Mistakes Aren’t Always What They Seem . . .
ByDo you beat yourself up when you make a mistake?
I used to. As a recovering perfectionist, I used to get down on myself whenever I didn’t do anything optimally.
I didn’t really think I could get it “perfect,” but I did strive for optimal. Was I using my time in the best way possible? Was this approach in my business the best way?
If it took “too long,” or some better way appeared, I would feel bad.
Optimization was a prison. Making mistakes was not allowed.
I found out where that came from. Two foundational memories.
One was such an early memory, it’s amazing I remembered at all. I attribute the memory to a “cellular memory” stored in my body and spirit, that my spirit revealed to my soul (consciousness).
When I was a week old, I got very sick and had to have abdominal surgery to cut away intestinal blockages. I was in the hospital for the first six or seven weeks of my life. On top of that, I burst my stitches at one point, and also got pneumonia. I was one sick baby.
In 1957, they did not let the mothers see the babies in the NICU. (Actually, the whole concept of a separate hospital unit for sick infants was itself in its infancy.)
So there were attachment issues for me as well. (Who did I actually bond with?)
It’s amazing that I can remember anything from so young an age. But I definitely have this hazy memory of a head nurse scolding my nurse, saying, “You can’t make a mistake in here. You could have killed that baby,” referring no doubt to me.

No erasers allowed!
Another formative memory was first grade, when the teacher didn’t allow us to keep erasers on our pencils. She said it “encouraged us to make mistakes.” (In first grade!)

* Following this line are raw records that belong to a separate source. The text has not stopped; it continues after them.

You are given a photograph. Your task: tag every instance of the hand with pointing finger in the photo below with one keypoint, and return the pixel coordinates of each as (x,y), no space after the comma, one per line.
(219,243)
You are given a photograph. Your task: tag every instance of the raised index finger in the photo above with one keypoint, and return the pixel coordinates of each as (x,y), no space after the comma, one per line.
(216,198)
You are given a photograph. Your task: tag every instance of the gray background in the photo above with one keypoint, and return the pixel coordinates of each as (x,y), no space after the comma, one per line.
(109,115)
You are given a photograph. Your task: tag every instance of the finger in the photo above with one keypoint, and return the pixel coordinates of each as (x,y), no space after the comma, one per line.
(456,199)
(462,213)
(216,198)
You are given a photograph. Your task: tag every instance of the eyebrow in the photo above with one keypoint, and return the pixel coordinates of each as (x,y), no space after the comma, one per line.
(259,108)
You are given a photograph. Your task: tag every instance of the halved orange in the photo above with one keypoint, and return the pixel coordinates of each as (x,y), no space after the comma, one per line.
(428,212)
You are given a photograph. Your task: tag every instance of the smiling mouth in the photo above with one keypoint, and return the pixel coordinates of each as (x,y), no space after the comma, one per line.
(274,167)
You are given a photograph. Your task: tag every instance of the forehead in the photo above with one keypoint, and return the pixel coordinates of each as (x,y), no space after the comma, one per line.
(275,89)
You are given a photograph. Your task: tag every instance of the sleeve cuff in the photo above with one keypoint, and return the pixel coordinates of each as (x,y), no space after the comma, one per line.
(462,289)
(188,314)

One night, I did my arithmetic homework, and realized I’d made a mistake. I erased my answer as carefully as I could, and wrote in the correct answer.
Nevertheless, the next day, the teacher still marked it wrong, because I hadn’t gotten it right the first time.

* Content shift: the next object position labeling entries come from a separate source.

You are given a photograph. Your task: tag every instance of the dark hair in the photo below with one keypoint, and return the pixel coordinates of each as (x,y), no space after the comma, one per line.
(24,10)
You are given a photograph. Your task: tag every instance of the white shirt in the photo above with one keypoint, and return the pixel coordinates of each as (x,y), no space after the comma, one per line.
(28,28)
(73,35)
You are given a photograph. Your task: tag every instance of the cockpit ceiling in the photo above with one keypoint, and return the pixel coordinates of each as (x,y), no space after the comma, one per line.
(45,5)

I’ve since healed both those memories, and now see mistakes as being a necessary part of learning and growth. Besides The Healing Codes, I want to share another thing that helped me with this.

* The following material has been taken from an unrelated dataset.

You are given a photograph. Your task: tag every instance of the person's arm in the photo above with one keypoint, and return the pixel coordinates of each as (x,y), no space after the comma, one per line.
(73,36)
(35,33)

It was being open to seeing mistakes as not being mistakes at all.
It started when my husband (who always did the grocery shopping) would sometimes not get what I’d put on the list, but something else.
At first I’d feel frustrated. But then I begrudgingly had to admit (to myself at least), that what he’d gotten instead was better.
I started being open to seeing what good could come out of other “mistakes.” Astonishingly, I saw that very often, God turned what seemed to be a mistake, or some frustrating experience, into something good.
One shining example of this was when I had ordered something online, and I couldn’t download it. I contacted the company owner, and somehow we ended up being great friends for years. She even supported me when I published Abundant Gifts. She loved it so much, she gave me $1000 to promote it! She also tutored me in online copywriting.
Another example: For years I chastised myself for not moving more of my books from my office to the basement, where we had all kinds of space for storing books. Well, after a basement flood and subsequent mold issue, we had to get rid of all the basement contents. I felt God had kept me from moving those books into the basement because those were books he didn’t want me to lose. (Being a writer, my books are among my most precious possessions.)
Because of these two things—healing the memories, and being open and even expecting “mistakes” to turn out well in the end—I no longer beat myself up when I do make a mistake. I look for ways to correct it, and if I can’t, then I wait to see what good can come out of it. Actually, I pray that God will bring good out of it. Then I look for how that prayer will be answered.
Whatever you do, don’t beat yourself up for making a mistake. That, I believe, only puts up an energetic block to whatever good God might bring out of it.
Perfectionism and optimization, be gone!